Sophia is playing with a spinner. She spun the spinner 30 times and got: \( \begin{array}{c}9 \text { red } \\ 7 \text { yellow } \\ 8 \text { green } \\ 6 \text { blue }\end{array} \) Based on her results, if she spins 105 times, how many times will she land on the color green? A 28 times B 26 times C 21 times

To predict how many times Sophia will land on green when she spins the spinner 105 times, we first calculate the probability of landing on green based on her first 30 spins. She landed on green 8 times, so the probability is \( \frac{8}{30} = \frac{4}{15} \). Now, we can use this probability to estimate how many times she will land on green in 105 spins.
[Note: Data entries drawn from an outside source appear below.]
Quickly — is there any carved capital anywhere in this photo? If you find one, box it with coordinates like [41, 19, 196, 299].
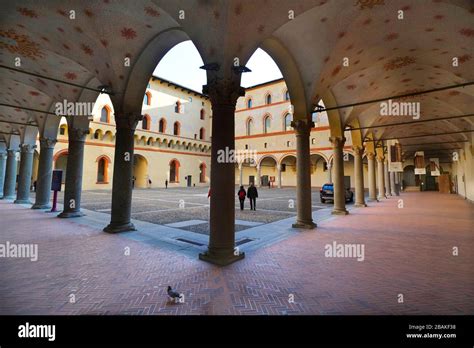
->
[352, 145, 364, 157]
[291, 119, 314, 136]
[329, 136, 346, 148]
[20, 144, 36, 153]
[67, 127, 89, 141]
[203, 77, 245, 107]
[115, 113, 143, 130]
[40, 138, 57, 149]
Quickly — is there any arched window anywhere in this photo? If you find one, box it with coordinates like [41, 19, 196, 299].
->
[173, 122, 181, 135]
[199, 163, 206, 183]
[170, 159, 180, 182]
[174, 100, 182, 114]
[265, 94, 272, 105]
[142, 115, 150, 130]
[283, 114, 291, 131]
[97, 156, 109, 184]
[100, 106, 110, 123]
[158, 118, 166, 133]
[247, 118, 253, 135]
[263, 115, 271, 133]
[143, 92, 151, 105]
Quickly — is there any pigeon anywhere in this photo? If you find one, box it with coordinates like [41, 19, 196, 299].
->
[168, 286, 181, 301]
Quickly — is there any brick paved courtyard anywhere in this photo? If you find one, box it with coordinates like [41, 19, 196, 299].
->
[45, 187, 352, 235]
[0, 190, 474, 315]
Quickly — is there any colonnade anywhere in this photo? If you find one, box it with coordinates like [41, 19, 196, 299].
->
[0, 84, 398, 265]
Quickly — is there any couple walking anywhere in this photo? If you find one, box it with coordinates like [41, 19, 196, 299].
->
[237, 183, 258, 210]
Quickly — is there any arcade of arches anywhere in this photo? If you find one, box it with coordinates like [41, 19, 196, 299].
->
[0, 0, 474, 316]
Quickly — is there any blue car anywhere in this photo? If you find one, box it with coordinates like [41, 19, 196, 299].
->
[319, 184, 354, 203]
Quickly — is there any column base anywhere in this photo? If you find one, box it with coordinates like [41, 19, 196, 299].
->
[58, 211, 86, 219]
[199, 250, 245, 266]
[13, 199, 33, 204]
[103, 222, 137, 233]
[331, 209, 349, 215]
[291, 220, 318, 230]
[31, 203, 51, 209]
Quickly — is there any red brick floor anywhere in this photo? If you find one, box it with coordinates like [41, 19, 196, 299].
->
[0, 192, 474, 314]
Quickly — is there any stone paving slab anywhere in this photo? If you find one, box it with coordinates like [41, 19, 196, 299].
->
[166, 220, 207, 228]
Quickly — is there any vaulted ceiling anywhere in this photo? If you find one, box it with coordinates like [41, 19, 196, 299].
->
[0, 0, 474, 158]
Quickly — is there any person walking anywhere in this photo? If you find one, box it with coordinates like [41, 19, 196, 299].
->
[247, 182, 258, 210]
[237, 186, 247, 210]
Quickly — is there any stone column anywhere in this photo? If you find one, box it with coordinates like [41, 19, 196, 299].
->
[199, 77, 245, 266]
[104, 114, 143, 233]
[58, 127, 89, 218]
[0, 152, 7, 199]
[352, 146, 367, 207]
[14, 144, 36, 204]
[390, 172, 397, 196]
[367, 152, 377, 202]
[239, 163, 244, 186]
[383, 160, 391, 198]
[3, 149, 18, 199]
[377, 156, 385, 200]
[31, 138, 57, 209]
[277, 164, 281, 188]
[328, 162, 332, 184]
[291, 120, 316, 229]
[395, 172, 402, 196]
[255, 165, 262, 187]
[329, 137, 349, 215]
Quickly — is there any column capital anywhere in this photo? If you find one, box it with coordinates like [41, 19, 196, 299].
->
[352, 145, 364, 157]
[366, 152, 375, 160]
[20, 144, 36, 153]
[40, 137, 58, 149]
[291, 119, 314, 136]
[115, 113, 143, 130]
[203, 77, 245, 107]
[329, 136, 346, 147]
[67, 127, 89, 141]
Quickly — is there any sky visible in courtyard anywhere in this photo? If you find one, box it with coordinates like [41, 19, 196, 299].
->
[153, 41, 282, 92]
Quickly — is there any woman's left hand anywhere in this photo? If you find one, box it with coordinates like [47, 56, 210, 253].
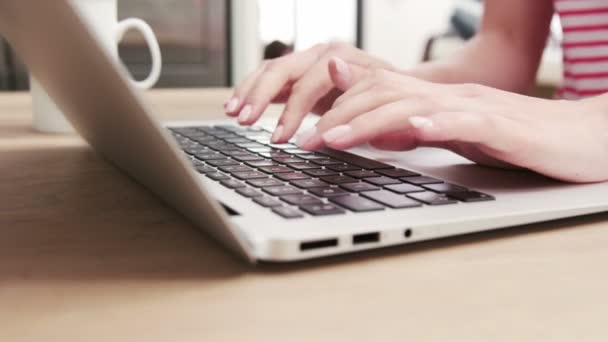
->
[298, 59, 608, 182]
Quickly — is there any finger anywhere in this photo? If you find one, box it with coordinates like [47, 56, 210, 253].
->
[322, 100, 432, 149]
[224, 63, 266, 116]
[369, 129, 419, 151]
[272, 57, 364, 143]
[328, 57, 369, 92]
[297, 86, 400, 150]
[408, 112, 504, 148]
[238, 45, 323, 125]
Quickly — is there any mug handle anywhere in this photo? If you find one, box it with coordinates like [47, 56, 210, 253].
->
[116, 18, 162, 89]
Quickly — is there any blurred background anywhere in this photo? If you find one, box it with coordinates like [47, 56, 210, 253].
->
[0, 0, 561, 95]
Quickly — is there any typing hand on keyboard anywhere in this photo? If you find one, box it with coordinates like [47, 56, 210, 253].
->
[298, 61, 608, 182]
[171, 126, 494, 219]
[225, 43, 392, 142]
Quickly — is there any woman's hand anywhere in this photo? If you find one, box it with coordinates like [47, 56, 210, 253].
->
[225, 43, 392, 143]
[298, 60, 608, 182]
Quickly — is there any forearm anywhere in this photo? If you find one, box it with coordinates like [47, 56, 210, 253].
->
[404, 33, 540, 93]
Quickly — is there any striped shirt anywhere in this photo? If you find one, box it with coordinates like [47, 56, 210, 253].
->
[556, 0, 608, 99]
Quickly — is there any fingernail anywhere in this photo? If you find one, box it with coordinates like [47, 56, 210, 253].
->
[270, 125, 284, 144]
[408, 116, 433, 128]
[239, 105, 253, 123]
[296, 127, 317, 147]
[226, 97, 239, 113]
[323, 125, 353, 143]
[334, 57, 349, 75]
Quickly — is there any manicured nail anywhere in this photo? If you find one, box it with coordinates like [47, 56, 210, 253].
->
[239, 105, 253, 123]
[408, 116, 433, 128]
[226, 97, 239, 113]
[334, 57, 349, 75]
[296, 127, 317, 148]
[323, 125, 353, 143]
[270, 125, 284, 144]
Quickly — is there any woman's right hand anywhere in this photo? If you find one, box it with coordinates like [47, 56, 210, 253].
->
[225, 43, 394, 143]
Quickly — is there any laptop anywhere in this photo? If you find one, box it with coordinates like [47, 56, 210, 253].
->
[0, 0, 608, 262]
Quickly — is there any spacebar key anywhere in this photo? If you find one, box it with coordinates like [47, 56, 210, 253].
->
[319, 148, 394, 170]
[329, 196, 384, 212]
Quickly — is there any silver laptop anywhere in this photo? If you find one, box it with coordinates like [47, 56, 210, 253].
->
[0, 0, 608, 262]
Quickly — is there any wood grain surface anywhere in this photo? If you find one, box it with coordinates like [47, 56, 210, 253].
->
[0, 89, 608, 342]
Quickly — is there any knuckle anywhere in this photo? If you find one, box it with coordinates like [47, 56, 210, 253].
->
[457, 83, 484, 97]
[291, 81, 307, 97]
[327, 42, 351, 53]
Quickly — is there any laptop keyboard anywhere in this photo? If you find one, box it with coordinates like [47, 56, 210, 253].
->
[169, 125, 494, 219]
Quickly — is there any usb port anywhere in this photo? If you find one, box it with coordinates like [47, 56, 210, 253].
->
[353, 232, 380, 245]
[300, 239, 338, 251]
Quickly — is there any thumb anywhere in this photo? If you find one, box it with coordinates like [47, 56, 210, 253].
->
[328, 57, 367, 91]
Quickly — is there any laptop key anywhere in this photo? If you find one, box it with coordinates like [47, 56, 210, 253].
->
[320, 149, 394, 170]
[195, 152, 226, 161]
[308, 187, 351, 197]
[401, 176, 443, 185]
[259, 165, 293, 174]
[245, 160, 280, 168]
[378, 169, 420, 178]
[364, 176, 401, 186]
[312, 158, 344, 166]
[233, 154, 264, 162]
[340, 182, 380, 192]
[262, 185, 302, 196]
[272, 156, 303, 164]
[286, 160, 321, 171]
[196, 165, 217, 173]
[220, 179, 246, 189]
[272, 207, 304, 219]
[207, 158, 240, 167]
[344, 170, 380, 179]
[253, 196, 283, 208]
[268, 144, 298, 150]
[206, 172, 230, 181]
[326, 164, 361, 172]
[304, 169, 339, 177]
[384, 183, 426, 194]
[236, 188, 264, 198]
[300, 203, 346, 216]
[423, 183, 469, 194]
[219, 165, 253, 173]
[361, 190, 422, 209]
[446, 191, 496, 203]
[298, 152, 328, 160]
[232, 171, 268, 180]
[329, 195, 385, 212]
[407, 191, 458, 205]
[281, 194, 323, 205]
[321, 176, 357, 185]
[290, 179, 329, 189]
[247, 178, 285, 188]
[275, 172, 310, 182]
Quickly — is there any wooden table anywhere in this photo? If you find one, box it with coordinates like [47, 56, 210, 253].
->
[0, 90, 608, 342]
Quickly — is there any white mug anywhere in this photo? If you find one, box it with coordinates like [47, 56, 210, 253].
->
[30, 0, 162, 133]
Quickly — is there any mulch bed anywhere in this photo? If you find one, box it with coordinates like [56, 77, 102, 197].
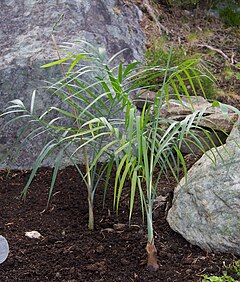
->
[0, 167, 237, 282]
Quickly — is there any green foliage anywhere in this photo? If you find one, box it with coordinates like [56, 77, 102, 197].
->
[211, 0, 240, 26]
[202, 260, 240, 282]
[202, 274, 238, 282]
[144, 39, 216, 98]
[166, 0, 200, 9]
[0, 38, 239, 270]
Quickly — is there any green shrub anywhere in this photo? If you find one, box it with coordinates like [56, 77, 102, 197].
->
[144, 39, 216, 99]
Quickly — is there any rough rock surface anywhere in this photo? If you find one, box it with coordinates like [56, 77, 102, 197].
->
[167, 120, 240, 255]
[0, 0, 145, 168]
[134, 91, 238, 155]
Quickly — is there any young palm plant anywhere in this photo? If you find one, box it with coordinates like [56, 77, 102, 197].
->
[114, 51, 239, 271]
[1, 41, 238, 270]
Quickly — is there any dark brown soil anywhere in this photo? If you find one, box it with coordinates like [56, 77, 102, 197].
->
[0, 0, 240, 282]
[0, 164, 239, 282]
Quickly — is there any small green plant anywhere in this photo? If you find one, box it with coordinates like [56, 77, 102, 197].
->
[0, 41, 239, 271]
[166, 0, 200, 9]
[202, 260, 240, 282]
[202, 274, 238, 282]
[209, 0, 240, 27]
[144, 39, 216, 99]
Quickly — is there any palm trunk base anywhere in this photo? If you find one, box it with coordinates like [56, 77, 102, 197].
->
[146, 242, 159, 272]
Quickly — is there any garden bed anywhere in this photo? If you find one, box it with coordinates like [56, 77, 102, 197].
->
[0, 164, 236, 282]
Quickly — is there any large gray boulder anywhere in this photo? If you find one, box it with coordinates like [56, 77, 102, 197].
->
[167, 120, 240, 255]
[0, 0, 145, 169]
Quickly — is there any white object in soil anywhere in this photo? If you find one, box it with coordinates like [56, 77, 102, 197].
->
[0, 235, 9, 264]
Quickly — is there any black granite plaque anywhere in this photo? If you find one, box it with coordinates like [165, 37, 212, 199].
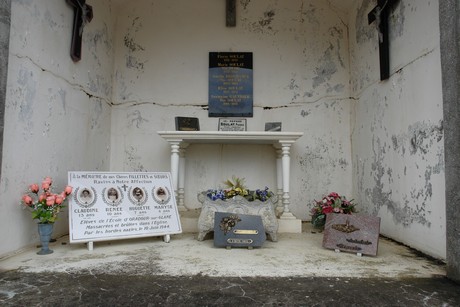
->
[323, 213, 380, 256]
[176, 116, 200, 131]
[208, 52, 253, 117]
[214, 212, 266, 248]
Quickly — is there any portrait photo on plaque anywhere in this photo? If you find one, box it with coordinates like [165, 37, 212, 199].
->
[102, 186, 123, 206]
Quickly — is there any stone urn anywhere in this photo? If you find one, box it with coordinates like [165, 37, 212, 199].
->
[197, 192, 278, 242]
[37, 223, 54, 255]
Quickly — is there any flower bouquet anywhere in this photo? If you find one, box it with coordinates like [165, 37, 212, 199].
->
[206, 176, 274, 202]
[22, 177, 72, 224]
[310, 192, 356, 228]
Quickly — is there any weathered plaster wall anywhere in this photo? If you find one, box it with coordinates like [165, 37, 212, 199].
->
[350, 0, 446, 258]
[439, 0, 460, 282]
[0, 0, 11, 177]
[111, 0, 352, 219]
[0, 0, 113, 255]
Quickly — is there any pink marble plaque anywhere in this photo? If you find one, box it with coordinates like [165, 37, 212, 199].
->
[323, 213, 380, 256]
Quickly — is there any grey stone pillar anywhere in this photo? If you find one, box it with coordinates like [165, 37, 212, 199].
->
[0, 0, 11, 178]
[439, 0, 460, 282]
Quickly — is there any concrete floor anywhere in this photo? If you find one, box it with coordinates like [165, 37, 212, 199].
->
[0, 228, 460, 306]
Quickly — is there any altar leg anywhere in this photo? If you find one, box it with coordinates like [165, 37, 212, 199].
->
[275, 148, 284, 216]
[171, 142, 180, 211]
[177, 148, 187, 211]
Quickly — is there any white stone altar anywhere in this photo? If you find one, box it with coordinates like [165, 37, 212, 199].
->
[157, 131, 303, 232]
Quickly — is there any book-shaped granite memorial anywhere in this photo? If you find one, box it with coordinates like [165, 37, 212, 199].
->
[323, 213, 380, 256]
[214, 212, 266, 249]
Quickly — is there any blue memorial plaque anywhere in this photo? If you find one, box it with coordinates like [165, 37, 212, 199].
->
[208, 52, 253, 117]
[214, 212, 266, 248]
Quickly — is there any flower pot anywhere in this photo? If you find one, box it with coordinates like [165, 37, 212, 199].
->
[311, 214, 326, 230]
[37, 223, 54, 255]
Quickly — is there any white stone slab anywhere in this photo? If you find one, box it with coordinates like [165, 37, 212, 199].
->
[69, 172, 182, 243]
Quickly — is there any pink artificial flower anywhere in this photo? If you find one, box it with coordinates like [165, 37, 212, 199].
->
[22, 195, 32, 205]
[46, 195, 56, 206]
[29, 183, 40, 193]
[42, 181, 50, 190]
[64, 185, 72, 195]
[55, 195, 64, 205]
[329, 192, 340, 198]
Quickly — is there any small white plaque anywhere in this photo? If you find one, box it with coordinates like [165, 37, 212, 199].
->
[69, 172, 182, 243]
[219, 118, 246, 131]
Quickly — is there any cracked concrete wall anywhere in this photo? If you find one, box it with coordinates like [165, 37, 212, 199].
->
[350, 0, 446, 258]
[111, 0, 352, 220]
[0, 0, 114, 255]
[0, 0, 11, 177]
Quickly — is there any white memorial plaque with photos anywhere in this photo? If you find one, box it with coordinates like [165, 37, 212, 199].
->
[69, 172, 182, 243]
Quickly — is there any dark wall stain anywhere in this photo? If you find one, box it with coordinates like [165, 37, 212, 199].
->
[259, 10, 275, 28]
[240, 0, 251, 10]
[359, 121, 444, 227]
[313, 44, 337, 88]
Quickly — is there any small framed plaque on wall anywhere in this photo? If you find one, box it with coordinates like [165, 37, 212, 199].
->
[219, 118, 246, 131]
[208, 52, 253, 117]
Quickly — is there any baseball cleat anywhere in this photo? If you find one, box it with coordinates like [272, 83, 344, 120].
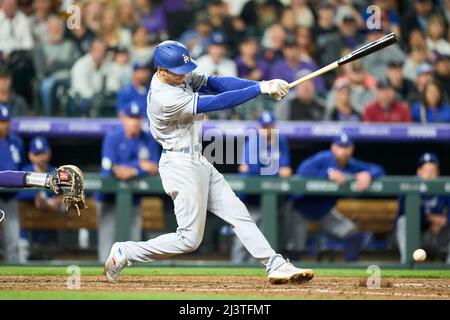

We multiply the probability of landing on green by the number of spins: \( \frac{4}{15} \times 105 = 28 \). So, she can expect to land on green approximately 28 times! Did you know that predicting outcomes based on probabilities isn’t just for spinners or games? In fields like finance and healthcare, probability helps experts forecast trends and assess risks, guiding important decisions in real life. It’s a powerful tool that combines math with intuition! Also, remember that probability is rooted in the Law of Large Numbers. This principle states that as the number of trials increases, the actual outcomes will tend to get closer to the expected probabilities. So the more spins Sophia makes, the more accurately her outcomes will reflect the theoretical probabilities!